Another important objective in multimedia networks is to simplify the configuration and the management of the networks. One common case is to provide a certain flexibility in the definition of the connections by allowing a connection to send a certain amount of excess traffic over the network. This provides an error margin in the network configuration and allows a better resources utilization. In the other hand, well-behaved connections whose traffic profile remains within their contract (based on traffic descriptors) should not suffer from misbehaving connections that send excess traffic. Therefore, the behaviour of a connection that is, the adequacy between the connection's traffic contract and its actual traffic, appears to be also an important criterion to take into account when controlling the transmission of data over the network links.

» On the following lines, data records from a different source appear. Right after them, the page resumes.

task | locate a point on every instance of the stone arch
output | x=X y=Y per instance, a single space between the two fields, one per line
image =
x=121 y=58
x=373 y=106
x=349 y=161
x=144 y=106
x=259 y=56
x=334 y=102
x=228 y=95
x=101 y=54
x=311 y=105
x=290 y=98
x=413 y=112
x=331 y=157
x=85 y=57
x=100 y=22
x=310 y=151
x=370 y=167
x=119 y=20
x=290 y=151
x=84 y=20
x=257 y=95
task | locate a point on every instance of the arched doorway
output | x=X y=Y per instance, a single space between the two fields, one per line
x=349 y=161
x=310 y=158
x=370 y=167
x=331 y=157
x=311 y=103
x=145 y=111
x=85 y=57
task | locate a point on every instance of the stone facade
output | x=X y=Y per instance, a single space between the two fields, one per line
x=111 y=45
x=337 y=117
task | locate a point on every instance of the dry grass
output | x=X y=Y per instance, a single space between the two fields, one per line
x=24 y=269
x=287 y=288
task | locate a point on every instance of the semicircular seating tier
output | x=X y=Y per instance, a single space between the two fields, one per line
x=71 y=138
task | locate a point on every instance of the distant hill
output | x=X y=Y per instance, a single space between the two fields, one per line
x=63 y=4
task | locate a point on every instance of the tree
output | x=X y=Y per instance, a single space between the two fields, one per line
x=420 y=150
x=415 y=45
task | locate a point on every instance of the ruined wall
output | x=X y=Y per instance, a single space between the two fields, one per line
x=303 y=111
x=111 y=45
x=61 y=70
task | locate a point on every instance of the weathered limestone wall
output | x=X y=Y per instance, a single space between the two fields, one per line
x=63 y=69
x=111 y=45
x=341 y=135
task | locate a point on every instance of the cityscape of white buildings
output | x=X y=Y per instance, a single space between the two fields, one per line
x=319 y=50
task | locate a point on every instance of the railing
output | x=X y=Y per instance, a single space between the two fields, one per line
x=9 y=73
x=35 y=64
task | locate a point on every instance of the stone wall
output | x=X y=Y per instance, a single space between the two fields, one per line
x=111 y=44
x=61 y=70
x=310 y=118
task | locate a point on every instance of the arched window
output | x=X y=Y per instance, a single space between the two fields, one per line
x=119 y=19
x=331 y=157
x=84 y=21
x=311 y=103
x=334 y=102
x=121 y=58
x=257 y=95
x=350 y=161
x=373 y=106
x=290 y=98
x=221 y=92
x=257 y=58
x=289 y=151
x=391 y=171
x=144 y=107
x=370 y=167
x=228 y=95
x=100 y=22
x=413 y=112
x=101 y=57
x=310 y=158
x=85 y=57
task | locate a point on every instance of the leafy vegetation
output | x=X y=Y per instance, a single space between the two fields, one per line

Traditionally in high speed networks based on bandwidth reservation, there are dedicated functions generally called buffer management and scheduling functions implemented at node or trunk level, and which are responsible for transmitting the packets from one node to another while ensuring that each connection gets the quality of service it has been guaranteed. In a multimedia network that handles data of multiple traffic profiles, a proper buffer management and packet transmission scheme is mandatory for ensuring efficiently the connections' quality of service.
In the prior art, there are many implementations of buffer management and transmission scheduling schemes. Some rely on priority scheduling (e.g. real-time, non-real-time queueing), which resides in implementing priority queues at link level and scheduling the transmission of packets with regard to the priority of the queue from which they originate. With this type of transmission scheme, a connection that sends low priority traffic would be penalized if it shares the (virtual) channel with connections that send high priority traffic.
Other transmission scheduling techniques rely on a so-called fairness among connections. Generally, one queue per connection is implemented and a scheduler transmits packets from the queues in a fair way, using for example a known round-robin scheduler. With this type of scheme, the traffic profile of a connection (e.g. real-time, non-real-time) is usually not considered, which may raise problems of QOS guarantee when connections send traffic of different types.
Typically, transmission scheduling schemes do not use the behaviour of a connection as transmission criterion. This aspect is generally treated by the network congestion control function and more particularly by the traffic policing process which is typically performed at the network access points. One well-known congestion preventive rate-based access control technique is based on the so-called buffered leaky bucket scheme. Some of these leaky bucket congestion control schemes involve the marking of packets entering the network: packets are marked with one of two "colors", red and green. Green packets represent traffic that is within the connection's reserved bandwidth, and are guaranteed a prespecified grade of service based on some level of delay and loss probability within the network. Red packets, on the other hand, represent traffic sent over and above the reserved rate and can be viewed as an emergency relief mechanism coming to play during an overload period where the instantaneously offered traffic is above the reserved bandwidth. In other words, the amount of traffic in excess of the allocated bandwidth is marked red and sent into the network, instead of being dropped at the source. Red packets allow a source to exploit any unused network bandwidth in order to improve the efficiency of the statistical multiplexing.
Therefore, In multimedia networks, a queueing and transmission scheduling system that provides fairness among connections as well as relying on connections priority and behaviour would ensure more efficiently that each connection gets the quality of service (QOS) it has been guaranteed whatever its traffic profile is. Accordingly, the invention described herein relates to a queueing and scheduling mechanism for transmitting packets sent on a transmission medium in a multimedia network node, and is particularly concerned with effectively providing a suitable quality-of-service for a wide range of traffic applications.